Starting from the most famous of all Italian desserts, Tiramisù , it is interesting to know that, back in the 19th century, this powerful, coffee-flavored sponge cake used to be allegedly served as a “tonic” to the customers of a local brothel in Treviso. If this were true, it would not come to a surprise then that its other ingredients are mascarpone cheese, eggs and sugar, sometimes spiced up with a drop of liqueur. The name itself, originating from the dialectal expression tireme su (which literally means “pick me up”), would also be lifted to a brand new level of meaning. Despite the prudery that made Tiramisù disappear from recipe books for almost a century, today it is a staple on the menu of many restaurants all over the country.
Moving South, Babà is a delicacy that makes all the patisseries in and around Naples very proud. Its peculiar mushroom shape makes it easily recognizable and so does its taste, very sweet and rich with rum-flavored syrup. This lovely sponge cake is such a symbol of the Neapolitan culinary and cultural heritage that saying to someone <you are a babà> means they are very sweet and kind. Not many people know, though, that babà has Polish origins: babka ponczowa, in fact, was the name of a cake created by Stanislaus Leszczyński, the exiled king of Poland who decided to soften the dough of a typical Alsatian cake with alcohol.

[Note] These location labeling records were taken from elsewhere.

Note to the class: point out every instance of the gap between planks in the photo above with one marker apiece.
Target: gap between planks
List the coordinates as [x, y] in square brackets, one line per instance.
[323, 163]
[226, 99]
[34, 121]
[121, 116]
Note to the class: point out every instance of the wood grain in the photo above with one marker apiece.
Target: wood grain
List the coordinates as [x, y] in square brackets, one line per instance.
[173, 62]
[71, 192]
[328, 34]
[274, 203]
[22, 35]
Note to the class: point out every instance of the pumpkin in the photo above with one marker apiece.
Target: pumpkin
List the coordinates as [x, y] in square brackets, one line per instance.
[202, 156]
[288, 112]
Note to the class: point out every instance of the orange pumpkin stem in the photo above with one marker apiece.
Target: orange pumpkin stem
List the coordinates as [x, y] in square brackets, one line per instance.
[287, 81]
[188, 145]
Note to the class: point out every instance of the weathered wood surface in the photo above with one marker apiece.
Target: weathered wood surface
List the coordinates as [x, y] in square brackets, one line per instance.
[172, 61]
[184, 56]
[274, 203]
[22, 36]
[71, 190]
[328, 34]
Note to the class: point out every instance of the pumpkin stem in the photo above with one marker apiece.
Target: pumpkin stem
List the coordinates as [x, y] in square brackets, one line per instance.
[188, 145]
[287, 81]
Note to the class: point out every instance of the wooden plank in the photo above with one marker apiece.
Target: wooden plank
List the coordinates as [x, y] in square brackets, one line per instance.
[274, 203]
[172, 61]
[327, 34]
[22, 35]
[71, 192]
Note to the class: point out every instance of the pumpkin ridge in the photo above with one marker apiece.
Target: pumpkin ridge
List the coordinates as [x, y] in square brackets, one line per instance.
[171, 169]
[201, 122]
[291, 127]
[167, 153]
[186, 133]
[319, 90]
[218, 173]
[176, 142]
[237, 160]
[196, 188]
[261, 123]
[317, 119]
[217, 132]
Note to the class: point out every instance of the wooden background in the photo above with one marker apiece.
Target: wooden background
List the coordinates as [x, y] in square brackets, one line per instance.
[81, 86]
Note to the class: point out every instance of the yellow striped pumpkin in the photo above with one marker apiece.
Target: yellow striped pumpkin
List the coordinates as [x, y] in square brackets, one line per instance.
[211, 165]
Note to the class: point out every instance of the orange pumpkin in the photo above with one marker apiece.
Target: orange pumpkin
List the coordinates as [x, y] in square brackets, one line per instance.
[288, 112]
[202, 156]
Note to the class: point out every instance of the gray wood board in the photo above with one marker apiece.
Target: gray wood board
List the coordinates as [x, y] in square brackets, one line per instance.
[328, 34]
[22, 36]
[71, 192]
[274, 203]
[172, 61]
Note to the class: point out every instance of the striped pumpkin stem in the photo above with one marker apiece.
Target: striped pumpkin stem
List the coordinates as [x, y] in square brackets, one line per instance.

Without a doubt, the queen of Sicilian desserts is Cassata: a fantastic cake that manages to pay homage to some of the best ingredients of the island in just one recipe. Made with sugared ricotta, sponge cake, royal pasta, and candied fruit, it is such a typical Sicilian product that it has been included by the Ministry of Agricultural, Food and Forestry Policies in the list of the traditional Italian agri-food products (P.A.T.). Originally created as an Easter dessert, Cassata is now available throughout the year. Its name comes from the Arabic “Quas’at” that means big bowl, the very bowl in which the ricotta cheese was originally mixed with sugar.
Going back North, Monte Bianco is an elegant dessert typical of Northern Italy, namely Piedmont and Lombardy. In the Aosta Valley, close to the border with France, it is known as Mont Blanc. It is very much an autumnal cake because its main ingredient is chestnut. It was created towards the end of the 17th century when chestnut flour – previously used to make bread and help people cope with the famine, following a series of wars – returned to be an additional, non-essential ingredient. Despite having been a signature dessert served at the Parisian tea shop “Angelina” since 1903, Monte Bianco originated in Italy and it takes its name from the Monte Bianco mountain in the Alps which it resembles, when sprinkled with icing sugar.